- The paper presents a preclinical benchmark comparing four deep learning-based monocular video 3D human pose estimators with IMU-derived joint angles.
- The study employs the VIDIMU dataset with 54 subjects performing 13 daily activities to evaluate metrics like RMSE, MAE, correlation, and R².
- Results highlight MotionAGFormer’s superior accuracy while emphasizing trade-offs in inference speed and transparency for real-world deployment.

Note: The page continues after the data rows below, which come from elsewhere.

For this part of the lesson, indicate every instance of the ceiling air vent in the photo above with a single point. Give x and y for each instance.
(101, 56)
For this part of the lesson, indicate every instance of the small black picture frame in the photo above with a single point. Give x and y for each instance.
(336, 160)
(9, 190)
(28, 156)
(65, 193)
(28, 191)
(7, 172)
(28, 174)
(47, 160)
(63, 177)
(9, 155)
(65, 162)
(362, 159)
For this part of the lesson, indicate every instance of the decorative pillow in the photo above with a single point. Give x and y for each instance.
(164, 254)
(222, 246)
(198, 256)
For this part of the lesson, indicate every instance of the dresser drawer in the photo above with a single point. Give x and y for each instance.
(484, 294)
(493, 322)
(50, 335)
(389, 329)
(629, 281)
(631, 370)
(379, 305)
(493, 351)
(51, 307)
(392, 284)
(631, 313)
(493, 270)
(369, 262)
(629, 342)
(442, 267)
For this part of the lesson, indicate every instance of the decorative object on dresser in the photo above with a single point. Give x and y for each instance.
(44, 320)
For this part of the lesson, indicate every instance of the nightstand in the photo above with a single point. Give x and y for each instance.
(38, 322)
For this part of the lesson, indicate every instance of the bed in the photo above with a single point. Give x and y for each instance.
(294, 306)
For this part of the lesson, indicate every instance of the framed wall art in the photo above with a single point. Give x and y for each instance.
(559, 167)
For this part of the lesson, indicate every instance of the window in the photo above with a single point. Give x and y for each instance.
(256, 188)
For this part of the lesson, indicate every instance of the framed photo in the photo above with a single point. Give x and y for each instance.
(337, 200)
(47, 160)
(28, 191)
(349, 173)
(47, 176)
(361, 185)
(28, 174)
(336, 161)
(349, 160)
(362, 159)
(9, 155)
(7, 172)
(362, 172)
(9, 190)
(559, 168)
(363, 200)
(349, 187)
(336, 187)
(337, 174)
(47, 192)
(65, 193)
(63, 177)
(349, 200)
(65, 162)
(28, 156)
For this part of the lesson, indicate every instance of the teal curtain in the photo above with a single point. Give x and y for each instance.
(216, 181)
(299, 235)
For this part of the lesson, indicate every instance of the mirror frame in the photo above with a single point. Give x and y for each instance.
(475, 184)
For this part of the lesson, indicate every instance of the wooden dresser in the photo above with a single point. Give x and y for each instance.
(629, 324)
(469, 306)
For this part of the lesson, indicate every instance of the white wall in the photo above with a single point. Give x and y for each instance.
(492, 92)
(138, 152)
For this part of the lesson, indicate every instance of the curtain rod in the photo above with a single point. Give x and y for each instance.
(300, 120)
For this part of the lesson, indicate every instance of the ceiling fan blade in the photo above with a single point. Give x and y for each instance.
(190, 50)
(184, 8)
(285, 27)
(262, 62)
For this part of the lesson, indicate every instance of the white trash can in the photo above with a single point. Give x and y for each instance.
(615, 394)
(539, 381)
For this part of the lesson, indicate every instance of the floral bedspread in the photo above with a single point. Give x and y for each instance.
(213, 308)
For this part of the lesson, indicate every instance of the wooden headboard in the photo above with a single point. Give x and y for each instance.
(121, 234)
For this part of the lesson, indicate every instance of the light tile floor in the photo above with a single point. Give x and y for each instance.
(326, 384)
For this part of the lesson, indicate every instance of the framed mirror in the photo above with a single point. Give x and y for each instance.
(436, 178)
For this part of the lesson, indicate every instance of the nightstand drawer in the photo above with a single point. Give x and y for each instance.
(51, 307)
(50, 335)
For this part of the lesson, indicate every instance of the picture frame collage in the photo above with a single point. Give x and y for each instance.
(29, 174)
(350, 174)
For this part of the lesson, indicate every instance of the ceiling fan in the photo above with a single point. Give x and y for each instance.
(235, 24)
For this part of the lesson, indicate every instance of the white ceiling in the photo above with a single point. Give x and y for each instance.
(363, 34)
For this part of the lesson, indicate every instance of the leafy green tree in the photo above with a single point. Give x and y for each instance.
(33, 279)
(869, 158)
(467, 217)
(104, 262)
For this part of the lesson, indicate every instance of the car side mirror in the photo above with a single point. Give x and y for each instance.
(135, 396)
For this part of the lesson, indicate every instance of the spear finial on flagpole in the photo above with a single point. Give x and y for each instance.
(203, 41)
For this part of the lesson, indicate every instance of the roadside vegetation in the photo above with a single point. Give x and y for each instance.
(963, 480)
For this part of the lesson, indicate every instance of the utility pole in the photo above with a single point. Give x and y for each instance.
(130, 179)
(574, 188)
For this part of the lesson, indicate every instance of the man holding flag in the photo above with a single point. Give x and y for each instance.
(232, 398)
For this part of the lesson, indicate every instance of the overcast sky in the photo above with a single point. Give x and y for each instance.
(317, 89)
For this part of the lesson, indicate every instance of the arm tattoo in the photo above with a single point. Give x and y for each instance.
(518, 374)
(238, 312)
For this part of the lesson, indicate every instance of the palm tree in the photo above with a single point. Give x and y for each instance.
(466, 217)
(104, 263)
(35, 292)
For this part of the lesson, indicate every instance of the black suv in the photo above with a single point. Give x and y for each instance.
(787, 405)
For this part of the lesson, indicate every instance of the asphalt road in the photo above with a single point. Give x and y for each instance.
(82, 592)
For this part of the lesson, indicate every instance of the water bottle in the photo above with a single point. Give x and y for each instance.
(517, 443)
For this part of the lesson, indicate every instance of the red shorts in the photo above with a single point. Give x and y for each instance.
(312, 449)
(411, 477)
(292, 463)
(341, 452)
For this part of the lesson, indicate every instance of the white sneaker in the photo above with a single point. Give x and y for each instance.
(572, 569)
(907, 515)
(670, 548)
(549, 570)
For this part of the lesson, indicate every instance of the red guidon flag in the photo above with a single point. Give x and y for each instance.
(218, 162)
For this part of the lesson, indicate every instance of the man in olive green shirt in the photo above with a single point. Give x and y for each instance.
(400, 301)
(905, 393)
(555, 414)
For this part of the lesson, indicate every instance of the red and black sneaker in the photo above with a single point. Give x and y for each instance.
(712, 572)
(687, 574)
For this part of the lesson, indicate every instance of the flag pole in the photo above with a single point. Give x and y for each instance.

Benchmarking Monocular Video-Based 3D Human Pose Estimation Against IMUs for Kinematic Assessment
Introduction
This paper presents a rigorous preclinical benchmark of state-of-the-art monocular video-based 3D human pose estimation (HPE) models against inertial measurement unit (IMU)-derived joint angles for daily living activities. The motivation is rooted in the need for accessible, cost-effective, and accurate kinematic assessment tools for telemedicine, rehabilitation, and sports science, particularly outside controlled laboratory environments. The benchmark leverages the VIDIMU dataset, which provides synchronized video and IMU recordings of healthy adults performing a diverse set of clinically relevant activities. The evaluation focuses on joint angle estimation accuracy, using IMU-based OpenSim inverse kinematics as the reference, and provides actionable insights for deployment in real-world, out-of-the-lab scenarios.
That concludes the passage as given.